Previous small-sized studies have demonstrated the safety and efficacy of mechanical pulmonary valve replacement (mPVR) in patients with congenital heart disease; however, the predictors of major complications and reoperation remained unclear.

Methods

In a retrospective study, we reported the mid-term outcomes of a large-scaled series of patients, 396 patients, with congenital heart diseases who underwent mPVR in a single institution.

Results

The patients’ mean age at mPVR was 24.3 ± 9 years (4–58 years).

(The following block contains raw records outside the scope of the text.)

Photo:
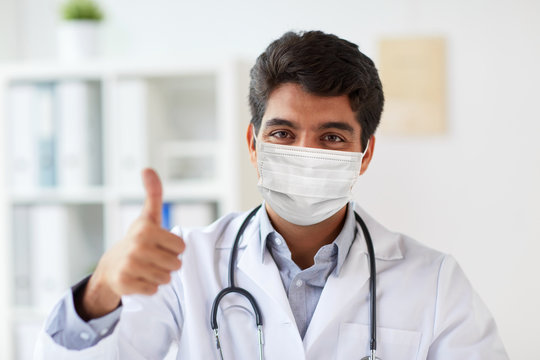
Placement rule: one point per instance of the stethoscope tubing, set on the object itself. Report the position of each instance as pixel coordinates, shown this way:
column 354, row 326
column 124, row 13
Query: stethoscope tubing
column 232, row 288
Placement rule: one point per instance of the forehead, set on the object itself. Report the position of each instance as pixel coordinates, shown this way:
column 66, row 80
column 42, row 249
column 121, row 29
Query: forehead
column 290, row 102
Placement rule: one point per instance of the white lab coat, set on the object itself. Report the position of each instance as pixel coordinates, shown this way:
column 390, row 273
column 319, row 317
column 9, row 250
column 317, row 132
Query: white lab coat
column 426, row 308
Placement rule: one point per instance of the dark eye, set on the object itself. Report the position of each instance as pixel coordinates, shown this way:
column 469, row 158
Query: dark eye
column 280, row 134
column 333, row 138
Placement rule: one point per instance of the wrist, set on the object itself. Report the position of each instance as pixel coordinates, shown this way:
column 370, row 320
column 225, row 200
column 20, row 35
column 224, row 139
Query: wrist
column 96, row 299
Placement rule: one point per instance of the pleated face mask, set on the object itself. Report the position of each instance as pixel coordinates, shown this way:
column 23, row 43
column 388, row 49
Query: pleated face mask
column 306, row 185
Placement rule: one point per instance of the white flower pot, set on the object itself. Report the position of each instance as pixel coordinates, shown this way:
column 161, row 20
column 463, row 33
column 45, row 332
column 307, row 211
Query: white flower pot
column 77, row 40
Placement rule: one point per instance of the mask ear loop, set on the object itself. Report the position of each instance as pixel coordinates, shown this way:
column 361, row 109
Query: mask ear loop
column 365, row 150
column 254, row 137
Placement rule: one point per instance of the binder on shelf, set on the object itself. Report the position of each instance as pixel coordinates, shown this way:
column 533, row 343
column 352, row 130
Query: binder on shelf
column 65, row 244
column 46, row 141
column 129, row 212
column 24, row 162
column 49, row 254
column 79, row 134
column 131, row 132
column 21, row 256
column 26, row 335
column 192, row 214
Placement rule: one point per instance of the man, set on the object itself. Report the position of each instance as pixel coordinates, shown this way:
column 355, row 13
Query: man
column 303, row 256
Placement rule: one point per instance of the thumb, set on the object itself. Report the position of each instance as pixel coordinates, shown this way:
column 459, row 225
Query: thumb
column 154, row 194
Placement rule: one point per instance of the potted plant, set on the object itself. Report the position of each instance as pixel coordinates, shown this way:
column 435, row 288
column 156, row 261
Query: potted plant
column 78, row 31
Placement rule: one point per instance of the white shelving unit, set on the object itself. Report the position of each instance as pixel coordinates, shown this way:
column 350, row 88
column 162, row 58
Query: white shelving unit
column 187, row 121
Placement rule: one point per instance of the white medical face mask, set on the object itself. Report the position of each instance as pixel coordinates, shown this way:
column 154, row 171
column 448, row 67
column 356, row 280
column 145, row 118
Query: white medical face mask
column 306, row 185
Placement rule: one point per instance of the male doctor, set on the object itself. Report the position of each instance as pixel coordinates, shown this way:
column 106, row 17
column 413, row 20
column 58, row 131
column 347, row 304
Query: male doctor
column 316, row 101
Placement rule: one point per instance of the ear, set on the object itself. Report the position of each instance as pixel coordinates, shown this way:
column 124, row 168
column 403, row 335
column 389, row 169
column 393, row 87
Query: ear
column 368, row 155
column 251, row 145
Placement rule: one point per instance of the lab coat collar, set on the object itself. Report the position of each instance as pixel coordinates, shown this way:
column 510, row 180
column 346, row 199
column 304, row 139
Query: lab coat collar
column 343, row 241
column 387, row 244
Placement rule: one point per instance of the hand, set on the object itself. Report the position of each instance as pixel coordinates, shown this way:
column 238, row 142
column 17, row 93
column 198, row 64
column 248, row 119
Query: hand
column 139, row 263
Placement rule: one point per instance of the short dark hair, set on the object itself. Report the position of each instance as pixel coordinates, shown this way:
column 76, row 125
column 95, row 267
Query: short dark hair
column 323, row 64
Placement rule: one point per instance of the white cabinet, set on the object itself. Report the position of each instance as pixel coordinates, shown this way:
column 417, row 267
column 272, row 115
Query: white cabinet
column 74, row 140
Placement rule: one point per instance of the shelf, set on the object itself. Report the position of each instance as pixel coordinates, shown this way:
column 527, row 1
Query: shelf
column 96, row 195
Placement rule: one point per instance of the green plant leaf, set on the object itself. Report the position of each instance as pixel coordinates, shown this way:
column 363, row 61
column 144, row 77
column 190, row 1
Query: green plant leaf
column 81, row 10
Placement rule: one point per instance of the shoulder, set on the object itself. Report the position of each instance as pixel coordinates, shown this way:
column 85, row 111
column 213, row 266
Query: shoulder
column 390, row 245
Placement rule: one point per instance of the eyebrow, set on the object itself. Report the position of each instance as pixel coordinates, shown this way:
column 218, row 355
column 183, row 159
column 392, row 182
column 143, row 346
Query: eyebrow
column 327, row 125
column 279, row 122
column 337, row 125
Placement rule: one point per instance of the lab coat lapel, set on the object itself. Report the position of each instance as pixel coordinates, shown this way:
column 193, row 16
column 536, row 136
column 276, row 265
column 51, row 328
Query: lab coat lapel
column 340, row 291
column 265, row 273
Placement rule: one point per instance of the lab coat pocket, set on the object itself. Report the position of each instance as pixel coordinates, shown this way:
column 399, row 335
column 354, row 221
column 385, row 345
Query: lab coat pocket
column 353, row 343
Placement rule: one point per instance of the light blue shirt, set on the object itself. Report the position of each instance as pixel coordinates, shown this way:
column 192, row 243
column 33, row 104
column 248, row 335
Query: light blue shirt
column 303, row 287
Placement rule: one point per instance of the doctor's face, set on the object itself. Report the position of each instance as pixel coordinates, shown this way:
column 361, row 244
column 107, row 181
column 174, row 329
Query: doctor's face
column 297, row 118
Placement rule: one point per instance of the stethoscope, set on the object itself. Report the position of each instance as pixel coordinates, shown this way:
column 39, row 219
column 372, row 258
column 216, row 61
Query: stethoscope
column 232, row 288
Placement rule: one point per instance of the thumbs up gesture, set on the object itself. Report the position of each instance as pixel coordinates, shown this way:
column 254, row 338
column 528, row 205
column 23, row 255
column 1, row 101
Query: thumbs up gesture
column 137, row 264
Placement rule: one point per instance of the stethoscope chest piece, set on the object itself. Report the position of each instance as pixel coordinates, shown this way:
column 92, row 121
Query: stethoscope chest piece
column 232, row 288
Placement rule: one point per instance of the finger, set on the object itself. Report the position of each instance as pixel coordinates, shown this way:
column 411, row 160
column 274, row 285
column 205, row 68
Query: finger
column 149, row 273
column 170, row 242
column 154, row 196
column 160, row 258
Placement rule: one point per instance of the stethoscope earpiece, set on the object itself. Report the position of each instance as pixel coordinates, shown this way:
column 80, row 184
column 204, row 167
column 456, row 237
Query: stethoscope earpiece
column 232, row 288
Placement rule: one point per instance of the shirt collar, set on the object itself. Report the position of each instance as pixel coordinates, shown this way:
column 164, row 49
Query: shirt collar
column 343, row 241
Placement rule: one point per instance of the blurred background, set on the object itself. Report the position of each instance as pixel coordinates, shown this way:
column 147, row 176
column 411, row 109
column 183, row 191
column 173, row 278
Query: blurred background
column 85, row 104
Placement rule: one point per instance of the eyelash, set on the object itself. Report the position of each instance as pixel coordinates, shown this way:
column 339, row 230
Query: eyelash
column 287, row 134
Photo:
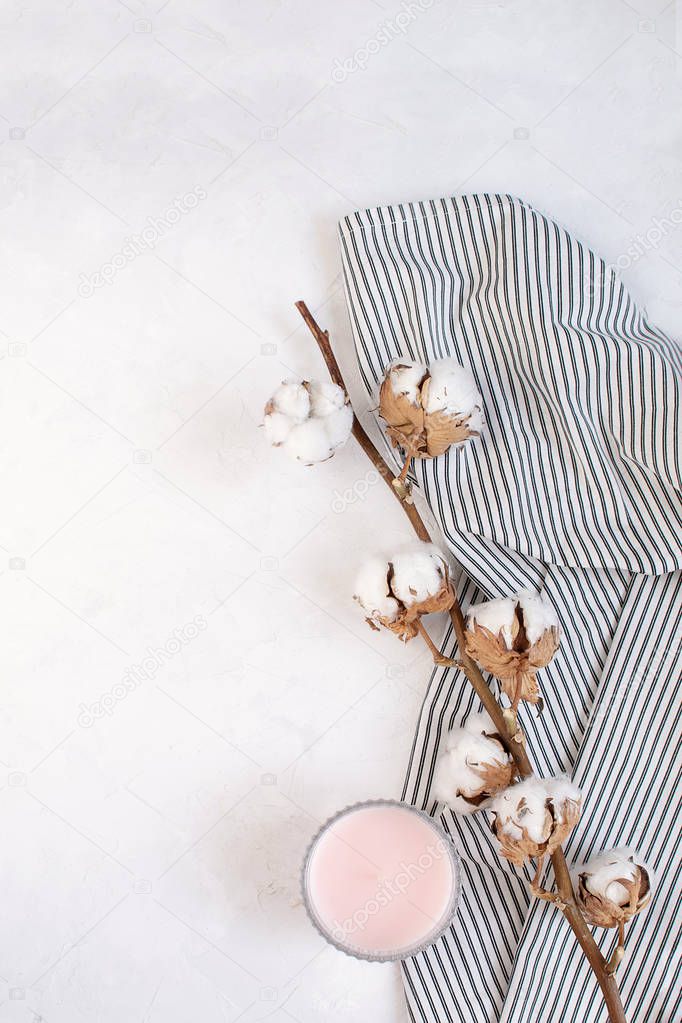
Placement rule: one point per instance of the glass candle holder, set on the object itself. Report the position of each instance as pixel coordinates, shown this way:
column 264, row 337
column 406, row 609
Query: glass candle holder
column 380, row 881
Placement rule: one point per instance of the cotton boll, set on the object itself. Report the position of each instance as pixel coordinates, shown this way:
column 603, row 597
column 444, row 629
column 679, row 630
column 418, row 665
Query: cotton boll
column 277, row 428
column 308, row 419
column 455, row 775
column 612, row 887
column 524, row 807
column 470, row 768
column 497, row 616
column 325, row 397
column 418, row 572
column 563, row 793
column 406, row 377
column 539, row 615
column 606, row 871
column 337, row 426
column 372, row 591
column 308, row 442
column 512, row 637
column 452, row 389
column 291, row 398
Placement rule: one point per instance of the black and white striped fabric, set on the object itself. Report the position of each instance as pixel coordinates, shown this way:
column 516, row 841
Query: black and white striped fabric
column 573, row 489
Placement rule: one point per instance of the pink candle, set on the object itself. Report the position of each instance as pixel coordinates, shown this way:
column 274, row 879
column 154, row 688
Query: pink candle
column 380, row 880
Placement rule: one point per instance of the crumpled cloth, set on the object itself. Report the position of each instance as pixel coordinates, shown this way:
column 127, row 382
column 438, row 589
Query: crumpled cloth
column 572, row 489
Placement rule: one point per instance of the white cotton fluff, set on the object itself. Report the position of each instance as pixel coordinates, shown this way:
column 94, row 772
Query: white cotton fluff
column 601, row 874
column 337, row 426
column 539, row 615
column 371, row 589
column 325, row 397
column 418, row 572
column 453, row 390
column 464, row 749
column 532, row 814
column 308, row 419
column 292, row 400
column 277, row 428
column 406, row 377
column 497, row 616
column 308, row 442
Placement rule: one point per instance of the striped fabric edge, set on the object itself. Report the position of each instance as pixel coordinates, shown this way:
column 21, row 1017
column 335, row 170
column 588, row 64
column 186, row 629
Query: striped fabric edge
column 400, row 305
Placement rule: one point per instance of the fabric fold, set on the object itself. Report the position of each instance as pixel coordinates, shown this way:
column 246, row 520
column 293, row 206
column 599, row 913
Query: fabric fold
column 573, row 488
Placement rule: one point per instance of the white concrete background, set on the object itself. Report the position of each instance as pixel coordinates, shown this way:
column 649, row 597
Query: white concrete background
column 148, row 861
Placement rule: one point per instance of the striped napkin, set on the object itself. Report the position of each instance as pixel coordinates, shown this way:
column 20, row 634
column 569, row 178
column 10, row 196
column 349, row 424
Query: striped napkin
column 573, row 489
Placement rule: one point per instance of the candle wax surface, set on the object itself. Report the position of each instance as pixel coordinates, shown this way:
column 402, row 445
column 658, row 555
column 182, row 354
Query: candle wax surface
column 380, row 880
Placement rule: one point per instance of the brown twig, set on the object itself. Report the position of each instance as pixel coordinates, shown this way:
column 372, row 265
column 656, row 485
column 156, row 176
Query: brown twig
column 602, row 970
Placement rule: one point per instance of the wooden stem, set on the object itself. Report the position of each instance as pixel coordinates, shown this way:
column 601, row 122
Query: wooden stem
column 566, row 899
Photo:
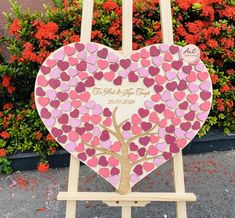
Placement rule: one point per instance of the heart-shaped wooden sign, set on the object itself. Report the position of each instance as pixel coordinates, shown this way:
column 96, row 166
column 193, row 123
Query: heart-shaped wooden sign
column 123, row 116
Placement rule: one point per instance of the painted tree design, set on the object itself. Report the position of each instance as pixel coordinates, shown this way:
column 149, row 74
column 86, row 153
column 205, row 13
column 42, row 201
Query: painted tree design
column 123, row 158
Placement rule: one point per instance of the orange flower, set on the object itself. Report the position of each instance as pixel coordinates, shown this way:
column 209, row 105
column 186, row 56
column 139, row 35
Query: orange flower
column 212, row 43
column 52, row 150
column 19, row 118
column 230, row 71
column 5, row 134
column 224, row 88
column 7, row 106
column 11, row 89
column 49, row 137
column 214, row 78
column 38, row 135
column 15, row 27
column 6, row 80
column 33, row 106
column 43, row 167
column 3, row 152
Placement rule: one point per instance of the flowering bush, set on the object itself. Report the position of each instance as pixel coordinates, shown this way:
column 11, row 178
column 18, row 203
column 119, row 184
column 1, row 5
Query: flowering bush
column 33, row 36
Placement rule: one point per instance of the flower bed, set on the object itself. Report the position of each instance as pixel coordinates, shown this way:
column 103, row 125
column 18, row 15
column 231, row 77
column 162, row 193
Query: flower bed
column 33, row 36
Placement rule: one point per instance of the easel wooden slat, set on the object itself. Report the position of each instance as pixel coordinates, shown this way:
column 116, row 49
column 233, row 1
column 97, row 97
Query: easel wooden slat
column 130, row 199
column 86, row 28
column 167, row 33
column 72, row 186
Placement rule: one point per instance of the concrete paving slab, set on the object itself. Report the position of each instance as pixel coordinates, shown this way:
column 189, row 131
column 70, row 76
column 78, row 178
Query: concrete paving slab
column 210, row 176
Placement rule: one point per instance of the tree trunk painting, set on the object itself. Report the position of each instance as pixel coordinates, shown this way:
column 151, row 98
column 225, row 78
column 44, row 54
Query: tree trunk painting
column 126, row 164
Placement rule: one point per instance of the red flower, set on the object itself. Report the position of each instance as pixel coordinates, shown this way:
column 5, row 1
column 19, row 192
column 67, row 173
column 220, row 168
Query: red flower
column 6, row 80
column 110, row 6
column 230, row 71
column 15, row 27
column 224, row 88
column 11, row 89
column 220, row 104
column 43, row 167
column 33, row 106
column 5, row 134
column 214, row 78
column 212, row 43
column 3, row 152
column 49, row 137
column 52, row 150
column 227, row 42
column 38, row 135
column 7, row 106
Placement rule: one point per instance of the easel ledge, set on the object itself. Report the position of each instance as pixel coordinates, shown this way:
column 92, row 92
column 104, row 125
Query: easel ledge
column 132, row 199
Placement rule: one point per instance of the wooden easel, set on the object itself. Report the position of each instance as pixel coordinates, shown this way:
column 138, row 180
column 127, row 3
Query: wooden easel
column 132, row 199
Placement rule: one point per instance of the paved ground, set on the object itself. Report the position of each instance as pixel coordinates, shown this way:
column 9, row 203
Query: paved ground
column 210, row 176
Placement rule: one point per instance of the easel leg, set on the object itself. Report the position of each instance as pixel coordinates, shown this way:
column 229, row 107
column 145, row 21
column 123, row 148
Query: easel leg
column 179, row 184
column 126, row 212
column 72, row 186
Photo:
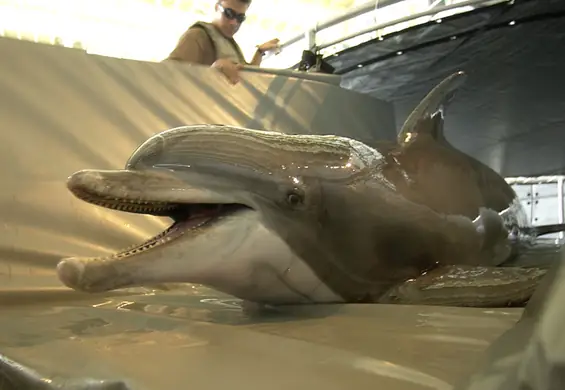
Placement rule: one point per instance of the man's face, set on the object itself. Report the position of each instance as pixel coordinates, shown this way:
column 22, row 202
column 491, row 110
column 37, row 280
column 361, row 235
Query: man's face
column 226, row 8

Most patients (84.3%) underwent tetralogy of Fallot total correction. The median of follow-up was 36 months (24–49 months). Prosthetic valve malfunction caused by thrombosis or pannus formation developed in 12.1% of patients during follow-up period. Reoperation was performed in 7 cases with pannus formation and 6 cases with mechanical valve thrombosis. Freedom from reoperation at 1, 5, and 10 years was 99%, 97%, and 96%, respectively. Neither early nor mid-term mortalities were detected. Cox regression models showed that male gender and smaller valve size increased the risk of prosthetic valve failure. The age at mPVR, interval between congenital heart defect repair and mPVR, and concomitant procedures predicted reoperation. In multivariate analysis, younger age and the interval between first operation and mPVR predicted reoperation either.

Conclusions

The success rate of mPVR is excellent in mid-term follow-up. Younger age, longer interval between the repair of congenital defect and mPVR, and cooperation increased reoperation risk. However, strict adherence to life-long anticoagulation regimen and patient selection are of great importance for the implementation of mPVR.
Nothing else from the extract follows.